I totally agree with #3. Although I have been tempted to feed an albino blueberries in April. But that is non-sonic the hedgehog related!


----------



## writergirlmel (May 16, 2015)

I tried feeding Fitzgerald blueberries. Apparently, they were not interesting enough to warrant anointing. 

Baby food carrots, however, resulted in what looked like an orange pinto. Between that and the unattractive brown from the rabbit, he needs a bath.


----------



## twobytwopets (Feb 2, 2014)

Must find another blue food!!!


----------



## octopushedge (Apr 26, 2015)

Wait, is that a thing? Hedgehogs will take on the colour of their food?


----------



## twobytwopets (Feb 2, 2014)

If they anoint with it they will.


----------



## writergirlmel (May 16, 2015)

And it's particularly noticeable when the hedgehog is albino like Fitzgerald.


----------



## PeaceLove&Hedgies (Jun 26, 2015)

When I told people I got a hedgehog, they were all like: Oh, did you name it Sonic?


----------



## Katten (May 10, 2014)

I honestly thought hedgehogs were "fast" because of Sonic the Hedgehog. I mean, they can run, but I was expecting something a lot faster and a lot less lazy. Tinkerball mostly just waddles around. 

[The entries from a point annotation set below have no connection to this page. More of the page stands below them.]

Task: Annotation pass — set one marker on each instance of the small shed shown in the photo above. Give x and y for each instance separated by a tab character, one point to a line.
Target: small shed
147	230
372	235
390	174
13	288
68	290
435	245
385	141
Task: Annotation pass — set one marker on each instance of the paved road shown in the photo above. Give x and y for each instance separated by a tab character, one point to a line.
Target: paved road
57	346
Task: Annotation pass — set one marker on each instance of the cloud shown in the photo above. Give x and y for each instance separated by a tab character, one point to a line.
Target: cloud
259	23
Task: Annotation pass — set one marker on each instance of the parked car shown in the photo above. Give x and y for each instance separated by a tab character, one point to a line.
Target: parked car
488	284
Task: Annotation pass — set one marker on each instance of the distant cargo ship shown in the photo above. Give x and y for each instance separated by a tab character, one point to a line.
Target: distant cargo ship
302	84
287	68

I have also had people refer to her as "a Sonic". I usually correct them. She's not a Sonic, she's a spiky potato.


----------



## Draenog (Feb 27, 2012)

Katten said:


> I honestly thought hedgehogs were "fast" because of Sonic the Hedgehog. I mean, they can run, but I was expecting something a lot faster and a lot less lazy. Tinkerball mostly just waddles around.
> 
> I have also had people refer to her as "a Sonic". I usually correct them. She's not a Sonic, she's a spiky potato.


Then you've never seen a hedgehog properly run. They're pretty fast for their size, actually.


----------